Швырнёшь в людей дохлым ослом - они в ответ станут швырять деньгами. Фобия к кузнечикам - несколько десятилетий до того она вызывала бы лишь хихиканье - стала теперь интересным «комплексом», который можно было выгодно эксплуатировать. Когда же этот особый мир рухнул перед германской армией - раскрыла объятия Америка. Вам оставалось только увенчать всё это религиозным обращением и без тени раскаяния одним прыжком перемахнуть из модных салонов Парижа на лоно Авраамово.
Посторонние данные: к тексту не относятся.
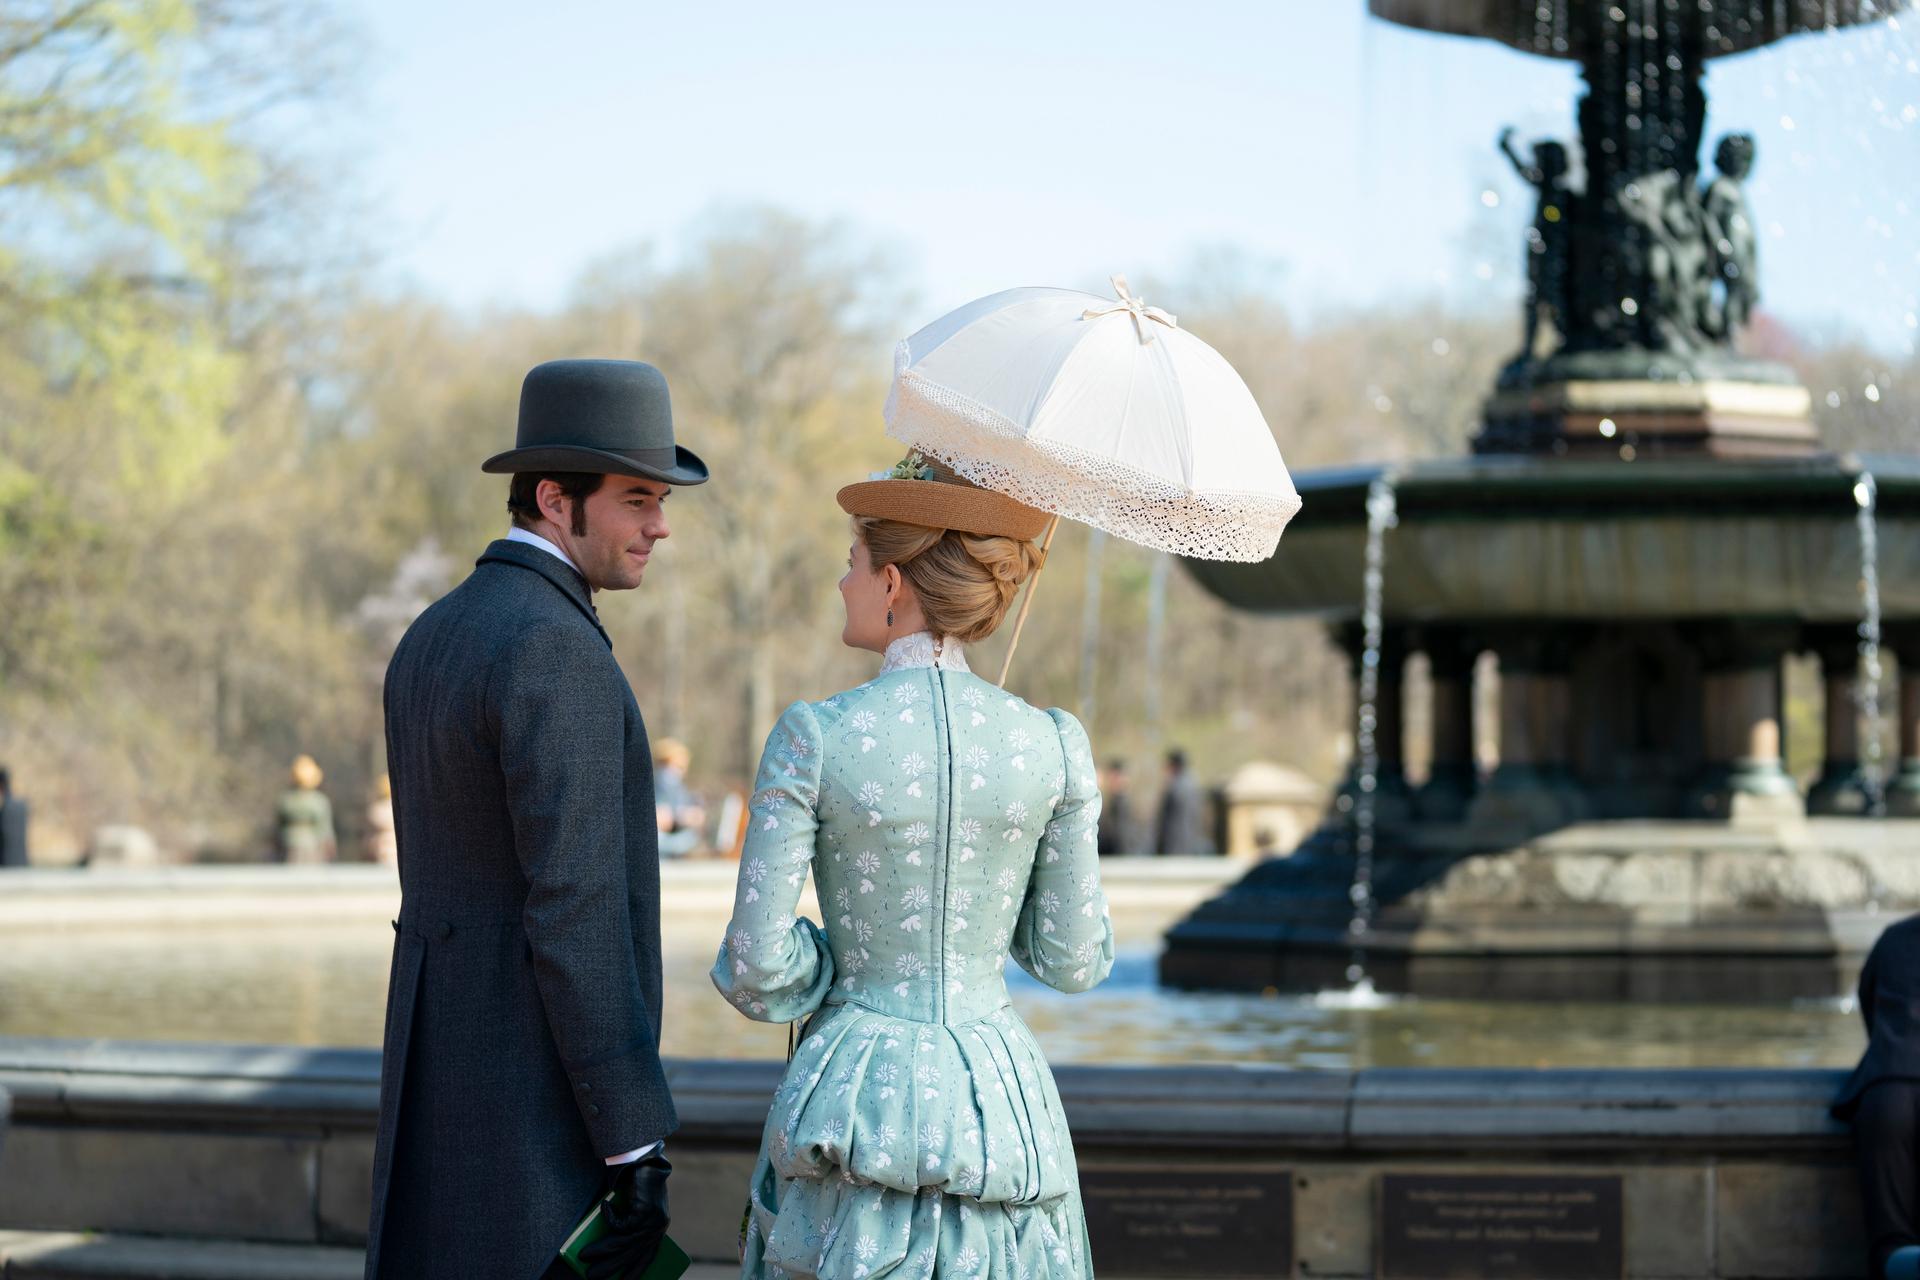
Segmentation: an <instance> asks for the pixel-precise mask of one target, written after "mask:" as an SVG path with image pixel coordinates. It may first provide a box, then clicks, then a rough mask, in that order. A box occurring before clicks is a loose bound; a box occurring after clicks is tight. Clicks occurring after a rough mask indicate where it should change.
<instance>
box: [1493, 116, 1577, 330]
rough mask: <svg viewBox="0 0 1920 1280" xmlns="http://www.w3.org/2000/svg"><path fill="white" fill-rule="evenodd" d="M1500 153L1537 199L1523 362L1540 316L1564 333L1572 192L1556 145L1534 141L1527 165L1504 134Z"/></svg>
mask: <svg viewBox="0 0 1920 1280" xmlns="http://www.w3.org/2000/svg"><path fill="white" fill-rule="evenodd" d="M1500 150H1501V152H1503V154H1505V155H1507V159H1509V161H1511V163H1513V169H1515V171H1517V173H1519V175H1521V178H1524V180H1526V184H1528V186H1532V188H1534V192H1538V196H1540V200H1538V203H1536V205H1534V225H1532V226H1530V228H1528V230H1526V317H1524V322H1523V330H1524V336H1523V340H1521V355H1519V361H1521V363H1524V361H1530V359H1532V355H1534V345H1536V342H1538V338H1540V319H1542V317H1546V320H1548V322H1549V324H1551V326H1553V332H1557V334H1565V332H1567V223H1569V215H1571V213H1572V198H1574V192H1572V188H1569V186H1567V169H1569V165H1567V148H1565V146H1561V144H1559V142H1551V140H1544V142H1536V144H1534V157H1532V159H1530V161H1528V159H1521V155H1519V152H1515V150H1513V130H1511V129H1503V130H1500Z"/></svg>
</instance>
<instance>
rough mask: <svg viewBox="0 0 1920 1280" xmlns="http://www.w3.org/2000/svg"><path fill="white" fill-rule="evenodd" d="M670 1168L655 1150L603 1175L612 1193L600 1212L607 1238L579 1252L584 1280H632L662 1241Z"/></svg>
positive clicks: (664, 1218)
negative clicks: (581, 1261) (582, 1266)
mask: <svg viewBox="0 0 1920 1280" xmlns="http://www.w3.org/2000/svg"><path fill="white" fill-rule="evenodd" d="M670 1173H674V1167H672V1165H668V1163H666V1157H664V1155H662V1153H660V1151H653V1153H651V1155H641V1157H639V1159H636V1161H632V1163H628V1165H614V1167H612V1169H611V1171H609V1173H607V1188H609V1190H612V1192H616V1194H614V1197H612V1201H611V1203H609V1205H607V1209H605V1217H607V1234H605V1236H601V1238H599V1240H595V1242H593V1244H591V1245H588V1247H586V1249H584V1251H582V1253H580V1261H582V1263H586V1265H588V1280H637V1276H639V1274H641V1272H645V1270H647V1267H649V1265H651V1263H653V1255H655V1253H659V1251H660V1240H664V1238H666V1222H668V1217H666V1174H670Z"/></svg>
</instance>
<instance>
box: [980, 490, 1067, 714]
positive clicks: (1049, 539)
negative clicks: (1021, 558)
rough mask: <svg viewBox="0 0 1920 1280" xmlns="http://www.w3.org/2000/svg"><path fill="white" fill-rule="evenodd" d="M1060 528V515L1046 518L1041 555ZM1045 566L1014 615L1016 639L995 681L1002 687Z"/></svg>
mask: <svg viewBox="0 0 1920 1280" xmlns="http://www.w3.org/2000/svg"><path fill="white" fill-rule="evenodd" d="M1058 528H1060V516H1052V518H1048V520H1046V532H1044V533H1041V555H1046V551H1048V547H1052V545H1054V530H1058ZM1044 568H1046V564H1044V562H1043V564H1041V568H1037V570H1033V578H1029V580H1027V593H1025V595H1023V597H1020V614H1016V616H1014V639H1010V641H1008V643H1006V660H1004V662H1000V679H996V681H995V683H996V685H1000V687H1002V689H1004V687H1006V674H1008V672H1010V670H1014V651H1016V649H1020V628H1023V626H1027V610H1029V608H1033V589H1035V587H1039V585H1041V570H1044Z"/></svg>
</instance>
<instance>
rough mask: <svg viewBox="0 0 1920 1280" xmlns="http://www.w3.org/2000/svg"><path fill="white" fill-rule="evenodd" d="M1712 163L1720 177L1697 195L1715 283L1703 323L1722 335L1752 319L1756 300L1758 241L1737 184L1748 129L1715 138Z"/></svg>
mask: <svg viewBox="0 0 1920 1280" xmlns="http://www.w3.org/2000/svg"><path fill="white" fill-rule="evenodd" d="M1713 163H1715V167H1716V169H1718V171H1720V177H1716V178H1715V180H1713V182H1709V184H1707V188H1705V190H1703V192H1701V196H1703V200H1705V205H1707V248H1709V251H1711V263H1713V278H1715V280H1718V284H1720V301H1718V307H1713V309H1711V311H1713V313H1711V317H1709V328H1711V330H1713V332H1715V336H1716V338H1722V340H1724V338H1732V336H1734V330H1738V328H1743V326H1745V324H1747V322H1749V320H1751V319H1753V305H1755V303H1757V301H1759V299H1761V276H1759V249H1761V246H1759V236H1757V234H1755V230H1753V209H1749V207H1747V192H1745V186H1743V182H1745V180H1747V175H1749V173H1753V134H1747V132H1730V134H1726V136H1724V138H1720V146H1718V148H1716V150H1715V154H1713Z"/></svg>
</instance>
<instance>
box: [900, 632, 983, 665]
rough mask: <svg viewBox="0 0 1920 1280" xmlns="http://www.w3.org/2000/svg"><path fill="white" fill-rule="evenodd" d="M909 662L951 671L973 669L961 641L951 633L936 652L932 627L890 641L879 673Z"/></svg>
mask: <svg viewBox="0 0 1920 1280" xmlns="http://www.w3.org/2000/svg"><path fill="white" fill-rule="evenodd" d="M910 666H941V668H947V670H948V672H966V670H972V668H968V664H966V652H962V649H960V641H956V639H954V637H950V635H948V637H947V639H943V641H941V645H939V652H935V649H933V635H931V633H929V631H914V633H912V635H902V637H900V639H897V641H893V643H891V645H887V660H885V662H881V664H879V674H881V676H885V674H887V672H902V670H906V668H910Z"/></svg>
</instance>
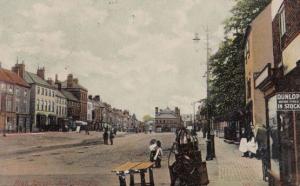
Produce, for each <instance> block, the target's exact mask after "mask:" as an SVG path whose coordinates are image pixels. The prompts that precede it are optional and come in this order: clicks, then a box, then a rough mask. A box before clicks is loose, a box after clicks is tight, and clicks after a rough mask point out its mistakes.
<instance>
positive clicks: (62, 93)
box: [56, 90, 66, 98]
mask: <svg viewBox="0 0 300 186" xmlns="http://www.w3.org/2000/svg"><path fill="white" fill-rule="evenodd" d="M56 96H57V97H60V98H66V96H65V95H64V94H63V93H62V92H61V91H59V90H56Z"/></svg>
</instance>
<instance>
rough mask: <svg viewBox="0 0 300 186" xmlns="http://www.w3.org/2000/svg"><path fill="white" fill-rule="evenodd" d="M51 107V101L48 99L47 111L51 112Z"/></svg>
mask: <svg viewBox="0 0 300 186" xmlns="http://www.w3.org/2000/svg"><path fill="white" fill-rule="evenodd" d="M51 107H52V104H51V102H50V101H49V104H48V111H49V112H51Z"/></svg>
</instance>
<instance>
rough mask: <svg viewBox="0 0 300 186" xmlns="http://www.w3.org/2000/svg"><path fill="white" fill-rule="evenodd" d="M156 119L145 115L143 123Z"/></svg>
mask: <svg viewBox="0 0 300 186" xmlns="http://www.w3.org/2000/svg"><path fill="white" fill-rule="evenodd" d="M153 119H154V118H153V117H152V116H150V115H149V114H147V115H145V116H144V117H143V121H144V122H147V121H151V120H153Z"/></svg>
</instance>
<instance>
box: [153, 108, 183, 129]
mask: <svg viewBox="0 0 300 186" xmlns="http://www.w3.org/2000/svg"><path fill="white" fill-rule="evenodd" d="M180 126H181V116H180V110H179V108H178V107H175V110H171V109H170V108H169V107H167V108H166V109H160V110H158V107H155V129H154V130H155V131H156V132H175V131H176V129H177V128H178V127H180Z"/></svg>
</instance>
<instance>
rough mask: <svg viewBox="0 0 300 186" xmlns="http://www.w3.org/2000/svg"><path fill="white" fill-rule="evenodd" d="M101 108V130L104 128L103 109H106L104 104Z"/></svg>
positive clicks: (103, 115)
mask: <svg viewBox="0 0 300 186" xmlns="http://www.w3.org/2000/svg"><path fill="white" fill-rule="evenodd" d="M100 109H101V112H100V117H101V120H100V126H101V130H103V118H104V115H103V110H104V109H105V107H104V106H100ZM99 128H100V127H99ZM101 130H100V129H99V131H101Z"/></svg>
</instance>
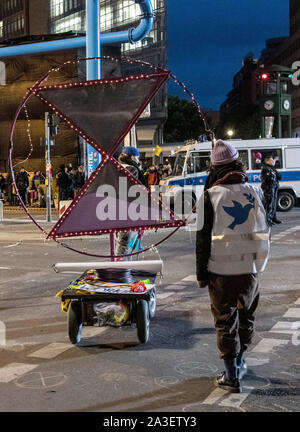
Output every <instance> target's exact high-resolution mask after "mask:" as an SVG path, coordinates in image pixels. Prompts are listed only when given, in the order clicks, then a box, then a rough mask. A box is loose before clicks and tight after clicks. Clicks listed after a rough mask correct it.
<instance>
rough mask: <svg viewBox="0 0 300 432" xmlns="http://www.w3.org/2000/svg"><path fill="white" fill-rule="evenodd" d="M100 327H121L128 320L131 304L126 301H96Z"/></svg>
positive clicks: (95, 307) (94, 306)
mask: <svg viewBox="0 0 300 432" xmlns="http://www.w3.org/2000/svg"><path fill="white" fill-rule="evenodd" d="M93 306H94V311H95V312H96V315H97V322H96V324H95V325H97V326H98V327H103V326H112V327H121V326H122V325H123V324H125V323H126V322H127V321H128V318H129V305H128V304H126V303H95V304H94V305H93Z"/></svg>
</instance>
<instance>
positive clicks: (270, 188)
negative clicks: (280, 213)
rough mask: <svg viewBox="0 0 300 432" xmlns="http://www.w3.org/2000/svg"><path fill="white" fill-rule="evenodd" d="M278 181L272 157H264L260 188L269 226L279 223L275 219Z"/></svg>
mask: <svg viewBox="0 0 300 432" xmlns="http://www.w3.org/2000/svg"><path fill="white" fill-rule="evenodd" d="M279 180H281V175H280V174H279V172H278V171H277V170H276V168H275V160H274V158H273V156H271V155H265V157H264V159H263V165H262V170H261V188H262V190H263V192H264V198H265V209H266V213H267V221H268V224H269V226H272V225H274V224H280V223H281V221H280V220H279V219H277V217H276V208H277V198H278V188H279Z"/></svg>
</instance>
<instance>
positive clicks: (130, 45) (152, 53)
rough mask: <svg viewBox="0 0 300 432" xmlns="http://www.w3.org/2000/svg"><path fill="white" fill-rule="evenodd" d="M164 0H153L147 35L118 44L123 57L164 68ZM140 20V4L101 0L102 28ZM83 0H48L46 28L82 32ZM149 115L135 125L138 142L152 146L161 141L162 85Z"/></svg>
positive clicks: (125, 25)
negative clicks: (126, 57)
mask: <svg viewBox="0 0 300 432" xmlns="http://www.w3.org/2000/svg"><path fill="white" fill-rule="evenodd" d="M165 3H166V0H152V5H153V8H154V11H155V21H154V26H153V28H152V30H151V32H150V33H149V35H148V36H147V37H146V38H145V39H144V40H143V41H140V42H138V43H136V44H134V45H132V44H130V43H127V44H123V45H122V46H121V53H122V55H124V56H126V57H133V58H135V59H138V60H143V61H146V62H149V63H151V64H153V65H155V66H160V67H162V68H166V64H167V50H166V31H167V29H166V5H165ZM139 20H140V8H139V6H138V4H135V3H134V2H133V1H132V0H101V31H102V32H115V31H121V30H124V29H128V28H131V27H135V26H136V25H138V23H139ZM85 30H86V28H85V0H69V1H66V0H50V10H49V32H50V33H51V34H57V33H64V32H69V31H73V32H85ZM150 111H151V116H150V118H145V119H141V120H140V121H139V122H138V125H137V130H136V132H137V143H138V145H143V146H147V145H149V147H153V145H154V146H155V145H156V144H162V143H163V126H164V123H165V121H166V119H167V92H166V89H165V88H164V89H162V90H161V91H160V92H159V93H158V95H157V96H156V97H155V99H154V100H153V102H152V103H151V110H150Z"/></svg>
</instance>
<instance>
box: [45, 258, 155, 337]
mask: <svg viewBox="0 0 300 432" xmlns="http://www.w3.org/2000/svg"><path fill="white" fill-rule="evenodd" d="M109 268H114V269H115V268H118V269H128V270H130V272H131V276H132V278H133V280H134V282H139V281H141V280H142V279H147V280H148V281H149V282H150V284H147V285H146V288H147V289H146V291H145V292H130V291H129V290H123V289H122V287H118V286H117V285H118V284H115V286H114V287H108V288H107V287H106V288H105V287H104V288H101V287H100V288H99V289H98V288H97V286H95V290H94V291H92V292H89V291H88V289H90V288H88V289H87V292H86V293H85V292H84V290H85V289H86V285H84V284H83V285H79V286H78V290H76V289H70V287H68V288H67V289H65V290H63V292H62V293H61V296H60V297H61V301H62V302H67V304H68V309H67V314H68V335H69V339H70V341H71V343H73V344H76V343H79V342H80V339H81V332H82V327H83V326H104V325H106V324H105V322H103V320H102V321H101V320H99V316H100V315H99V314H97V306H98V305H103V304H108V305H109V304H111V305H112V304H121V305H123V306H124V305H125V306H124V307H126V309H127V314H126V318H125V321H124V319H123V321H121V324H120V322H119V323H116V325H114V326H115V327H120V326H123V325H124V326H125V325H126V326H128V325H129V326H130V325H132V324H134V323H135V324H136V328H137V336H138V339H139V341H140V342H141V343H147V342H148V340H149V333H150V320H151V319H153V318H154V316H155V312H156V284H155V282H156V278H157V276H158V274H160V275H162V269H163V263H162V261H160V260H157V261H131V262H129V261H122V262H117V263H115V262H114V263H107V262H87V263H69V264H68V263H58V264H55V265H54V270H55V271H56V272H68V273H69V272H70V271H74V270H76V271H78V270H83V273H82V274H81V276H80V277H79V278H78V279H76V280H75V281H73V284H74V285H75V286H76V283H78V282H79V281H82V280H84V278H86V277H88V274H89V272H91V271H96V272H97V270H100V269H109ZM87 269H96V270H87ZM119 285H122V284H119ZM123 318H124V317H123ZM110 325H111V324H110Z"/></svg>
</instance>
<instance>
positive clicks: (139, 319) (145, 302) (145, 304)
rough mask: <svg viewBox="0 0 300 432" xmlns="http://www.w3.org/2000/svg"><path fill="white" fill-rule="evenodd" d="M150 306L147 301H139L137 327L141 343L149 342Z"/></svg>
mask: <svg viewBox="0 0 300 432" xmlns="http://www.w3.org/2000/svg"><path fill="white" fill-rule="evenodd" d="M149 326H150V317H149V306H148V302H147V301H146V300H139V301H138V303H137V306H136V327H137V334H138V338H139V341H140V342H141V343H146V342H148V339H149Z"/></svg>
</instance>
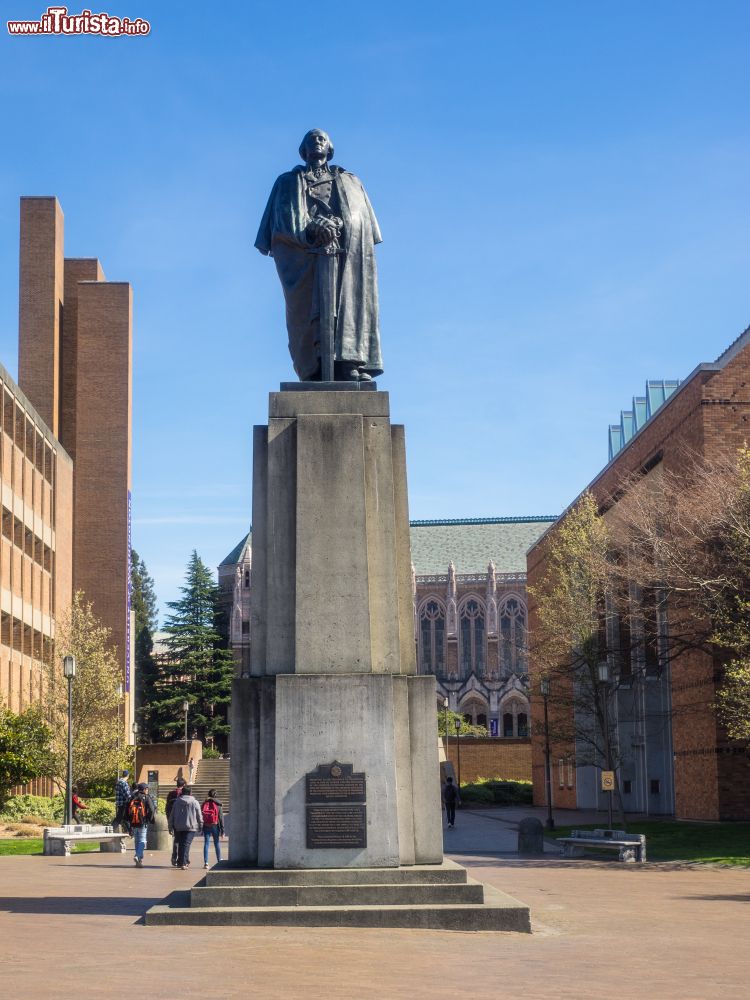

Вот вкратце суть жизни Дали. Но почему его аберрации именно такие, почему так легко «продавать» ужасы вроде гниющих трупов просвещённой публике? Вопросы эти - для психолога и критика-социолога. Марксистская критика легко разделывается с такими явлениями, как сюрреализм. Это «буржуазный декаданс» (далее идёт игра фразами «трупный яд», «разлагающийся класс рантье») - и всё тут. Но хотя это, возможно, и устанавливает факт, но не определяет связи.

Всё равно хочется узнать, почему Дали склонен к некрофилии (а скажем, не к гомосексуализму), почему рантье и аристократы раскупают его полотна вместо того, чтобы охотиться и предаваться любви, как то делали их деды. Простое моральное неприятие не позволит двинуться дальше. С другой стороны, нельзя во имя «беспристрастности» делать вид, будто картины типа «Манекена, гниющего в такси» нравственно нейтральны. Это больные и омерзительные картины, и любое исследование должно отталкиваться от этого факта».

Джордж Оруэлл, Привилегия духовных пастырей  заметки о Сальвадоре Дали / Эссе. Статьи. Рецензии, Пермь, «Капик», 1992 г., с. 186-189, 192-193 и 195-196.